Federal judge rules pistols holding more than ten rounds dangerous and unusual
Another Judge that needs to be impeached.
Yesterday, federal district court judge Ricardo Urbina ruled that a DC ordinance banning pistols holding more than ten rounds was constitutional and did not violate the right to bear arms.
After the Supreme Court in 2008 struck down DC’s categorical ban on functional firearms in the home, the city reacted by passing a series of ordinances that it called “Reasonable Regulations.” Basically, in DC, it is currently legal to have a pistol not capable of holding more than ten rounds, in the home, unloaded and either disassembled or with a trigger lock.
Dick Heller, the only plaintiff to make it to the United States Supreme Court in the landmark Heller case, sued the city of DC again over its new regulations, challenging the registration and licensing scheme and the ban on weapons holding more than ten rounds. It is not known why Heller failed to challenge the ordinance requiring weapons to be unloaded and disassembled or locked away.

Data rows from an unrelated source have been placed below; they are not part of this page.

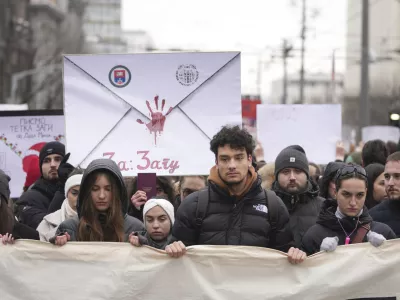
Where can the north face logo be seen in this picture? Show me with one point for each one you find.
(261, 207)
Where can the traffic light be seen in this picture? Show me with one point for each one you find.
(394, 119)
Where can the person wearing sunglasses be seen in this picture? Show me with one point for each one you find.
(346, 220)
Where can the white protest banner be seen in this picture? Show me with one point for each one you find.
(315, 127)
(150, 112)
(22, 135)
(33, 270)
(384, 133)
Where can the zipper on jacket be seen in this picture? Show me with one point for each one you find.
(230, 222)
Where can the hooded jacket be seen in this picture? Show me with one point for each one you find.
(303, 208)
(233, 219)
(34, 203)
(388, 212)
(329, 226)
(130, 224)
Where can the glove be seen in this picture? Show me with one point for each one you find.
(329, 244)
(64, 170)
(375, 239)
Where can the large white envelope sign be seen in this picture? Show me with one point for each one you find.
(315, 127)
(150, 112)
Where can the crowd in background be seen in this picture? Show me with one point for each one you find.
(292, 204)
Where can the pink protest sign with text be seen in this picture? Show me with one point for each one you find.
(151, 113)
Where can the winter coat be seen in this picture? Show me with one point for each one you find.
(232, 220)
(34, 203)
(130, 224)
(388, 212)
(303, 208)
(329, 226)
(48, 227)
(71, 226)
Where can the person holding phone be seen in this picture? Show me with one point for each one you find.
(346, 219)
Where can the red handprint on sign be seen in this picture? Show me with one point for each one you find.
(156, 125)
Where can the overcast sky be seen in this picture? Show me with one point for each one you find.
(249, 26)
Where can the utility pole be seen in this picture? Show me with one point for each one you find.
(303, 42)
(364, 89)
(260, 70)
(286, 50)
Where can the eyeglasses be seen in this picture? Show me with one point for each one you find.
(351, 169)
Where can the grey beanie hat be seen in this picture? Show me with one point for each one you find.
(292, 157)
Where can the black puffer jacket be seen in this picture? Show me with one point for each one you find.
(303, 208)
(230, 221)
(328, 226)
(33, 205)
(388, 212)
(130, 224)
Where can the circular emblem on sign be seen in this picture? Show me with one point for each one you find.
(187, 74)
(119, 76)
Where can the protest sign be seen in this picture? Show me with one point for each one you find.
(384, 133)
(22, 135)
(315, 127)
(33, 270)
(151, 113)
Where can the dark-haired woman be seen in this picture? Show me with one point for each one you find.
(346, 220)
(102, 208)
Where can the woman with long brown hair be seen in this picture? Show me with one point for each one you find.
(102, 208)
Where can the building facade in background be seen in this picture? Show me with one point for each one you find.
(34, 36)
(16, 51)
(384, 67)
(319, 89)
(102, 26)
(138, 41)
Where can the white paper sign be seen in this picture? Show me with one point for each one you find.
(316, 128)
(150, 112)
(21, 138)
(384, 133)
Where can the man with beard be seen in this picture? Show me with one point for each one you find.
(234, 209)
(388, 211)
(299, 193)
(34, 203)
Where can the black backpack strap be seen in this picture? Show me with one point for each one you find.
(273, 210)
(201, 210)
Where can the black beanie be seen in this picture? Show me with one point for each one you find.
(49, 149)
(292, 157)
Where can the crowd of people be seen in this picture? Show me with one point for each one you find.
(291, 205)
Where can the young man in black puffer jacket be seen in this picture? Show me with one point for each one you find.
(234, 209)
(298, 192)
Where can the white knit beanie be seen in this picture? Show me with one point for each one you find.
(164, 204)
(74, 180)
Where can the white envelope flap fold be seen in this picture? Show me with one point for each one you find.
(139, 78)
(91, 112)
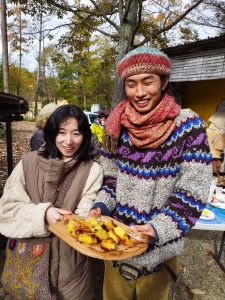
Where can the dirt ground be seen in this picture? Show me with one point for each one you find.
(200, 277)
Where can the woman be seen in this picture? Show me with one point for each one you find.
(60, 175)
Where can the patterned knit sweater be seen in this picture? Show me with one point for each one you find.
(166, 187)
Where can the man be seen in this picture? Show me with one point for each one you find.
(98, 125)
(157, 168)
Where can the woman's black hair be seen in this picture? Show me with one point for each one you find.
(51, 129)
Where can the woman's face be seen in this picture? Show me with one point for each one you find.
(68, 139)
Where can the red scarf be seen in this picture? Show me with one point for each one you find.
(145, 130)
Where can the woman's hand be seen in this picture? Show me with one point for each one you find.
(95, 212)
(145, 229)
(53, 214)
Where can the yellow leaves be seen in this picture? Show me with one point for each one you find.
(160, 17)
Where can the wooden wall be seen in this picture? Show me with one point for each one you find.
(202, 96)
(203, 65)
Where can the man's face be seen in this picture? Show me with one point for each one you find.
(144, 91)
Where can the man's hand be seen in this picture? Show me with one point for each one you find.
(54, 214)
(95, 212)
(145, 229)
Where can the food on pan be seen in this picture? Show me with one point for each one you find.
(105, 233)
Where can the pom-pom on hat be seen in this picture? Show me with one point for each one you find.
(144, 60)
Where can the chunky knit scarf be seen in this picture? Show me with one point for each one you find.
(145, 130)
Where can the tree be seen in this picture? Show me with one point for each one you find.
(16, 39)
(5, 58)
(131, 23)
(128, 23)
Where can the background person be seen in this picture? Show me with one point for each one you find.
(37, 138)
(157, 175)
(60, 175)
(98, 125)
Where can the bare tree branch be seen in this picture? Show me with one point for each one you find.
(139, 17)
(121, 11)
(127, 9)
(105, 17)
(180, 18)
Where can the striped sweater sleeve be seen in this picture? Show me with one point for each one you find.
(185, 204)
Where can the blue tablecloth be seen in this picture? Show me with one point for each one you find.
(218, 223)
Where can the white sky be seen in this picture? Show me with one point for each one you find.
(29, 59)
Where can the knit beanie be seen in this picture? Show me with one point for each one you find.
(144, 60)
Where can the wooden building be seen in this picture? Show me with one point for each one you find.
(198, 73)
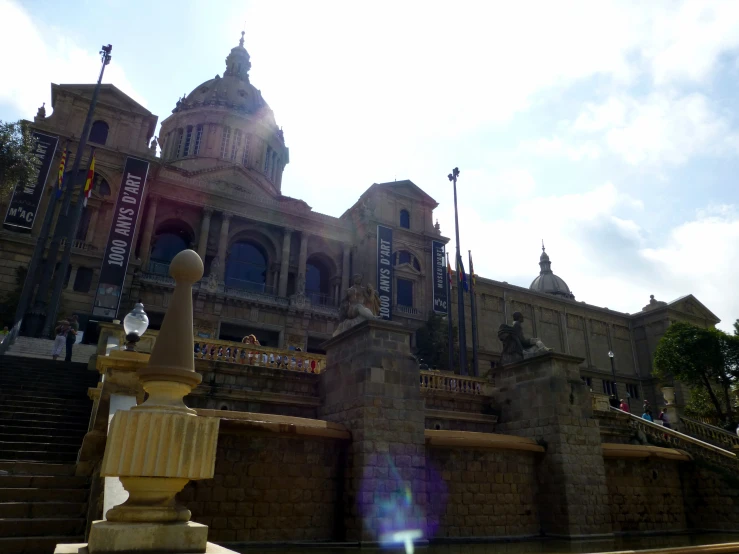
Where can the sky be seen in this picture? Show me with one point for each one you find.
(608, 129)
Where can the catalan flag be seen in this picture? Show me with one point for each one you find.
(60, 180)
(89, 181)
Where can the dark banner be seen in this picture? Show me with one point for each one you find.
(120, 239)
(24, 203)
(385, 270)
(440, 277)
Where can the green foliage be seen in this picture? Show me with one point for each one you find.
(432, 343)
(9, 302)
(17, 156)
(706, 360)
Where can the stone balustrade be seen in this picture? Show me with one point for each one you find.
(249, 354)
(711, 434)
(437, 381)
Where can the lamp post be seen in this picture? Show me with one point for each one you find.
(135, 324)
(611, 355)
(460, 294)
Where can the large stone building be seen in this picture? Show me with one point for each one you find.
(276, 268)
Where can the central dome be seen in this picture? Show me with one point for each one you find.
(547, 281)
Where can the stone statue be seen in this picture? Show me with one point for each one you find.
(360, 302)
(516, 347)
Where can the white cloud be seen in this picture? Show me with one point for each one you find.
(46, 60)
(663, 128)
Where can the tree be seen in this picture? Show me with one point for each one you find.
(432, 343)
(17, 156)
(705, 359)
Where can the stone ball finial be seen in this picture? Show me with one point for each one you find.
(186, 267)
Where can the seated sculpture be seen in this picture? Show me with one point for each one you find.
(516, 347)
(360, 303)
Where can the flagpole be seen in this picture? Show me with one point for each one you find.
(61, 273)
(460, 294)
(449, 314)
(38, 253)
(473, 308)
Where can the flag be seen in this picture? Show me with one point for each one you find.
(88, 182)
(462, 275)
(60, 180)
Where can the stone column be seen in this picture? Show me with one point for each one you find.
(285, 263)
(303, 257)
(345, 269)
(545, 400)
(371, 386)
(204, 230)
(72, 277)
(223, 244)
(148, 231)
(94, 215)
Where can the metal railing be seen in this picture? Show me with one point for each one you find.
(459, 384)
(710, 433)
(664, 436)
(249, 354)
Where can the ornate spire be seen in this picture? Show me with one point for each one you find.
(237, 62)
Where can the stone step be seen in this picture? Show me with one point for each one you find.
(33, 455)
(35, 468)
(62, 526)
(36, 545)
(42, 495)
(42, 509)
(42, 482)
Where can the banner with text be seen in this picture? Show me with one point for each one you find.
(385, 270)
(26, 198)
(440, 277)
(120, 239)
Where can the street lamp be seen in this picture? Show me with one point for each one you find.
(135, 324)
(611, 355)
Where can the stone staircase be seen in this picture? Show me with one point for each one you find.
(29, 347)
(44, 414)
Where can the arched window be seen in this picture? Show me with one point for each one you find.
(317, 286)
(246, 267)
(169, 241)
(98, 132)
(405, 219)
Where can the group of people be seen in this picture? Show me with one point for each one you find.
(65, 335)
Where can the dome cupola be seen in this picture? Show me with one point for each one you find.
(547, 281)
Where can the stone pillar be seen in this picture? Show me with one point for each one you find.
(72, 277)
(204, 230)
(148, 231)
(371, 386)
(303, 257)
(345, 269)
(223, 244)
(92, 227)
(544, 399)
(285, 263)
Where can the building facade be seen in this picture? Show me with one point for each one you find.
(273, 266)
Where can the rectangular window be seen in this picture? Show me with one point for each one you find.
(236, 144)
(188, 140)
(225, 141)
(405, 293)
(198, 139)
(245, 156)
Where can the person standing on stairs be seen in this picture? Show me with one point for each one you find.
(74, 328)
(61, 330)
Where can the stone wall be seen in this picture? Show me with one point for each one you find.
(481, 493)
(269, 488)
(646, 495)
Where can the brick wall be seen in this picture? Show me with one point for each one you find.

Judge Urbina, a Clinton appointee, upheld the DC regulations as protecting DC’s “compelling” governmental interest in public safety. He reached this result by refusing to apply a “strict scrutiny” standard of review to the right to keep arms, and instead applying an intermediate standard of review. The difference between the two is significant. A strict scrutiny standard of review is almost always fatal to a government regulation, as the government must prove that the regulation is narrowly tailored to serve a compelling governmental interest. Failing such a showing, the law will be held unconstitutional. Intermediate review, on the other hand requires only a showing that the regulation is substantially related to an important governmental interest for the regulation to be upheld. As one might expect, this is a much lighter burden for the government. In the words of Judge Urbina, the lower standard of review permits the government to “paint with a broader brush” when imposing restrictions upon a civil right.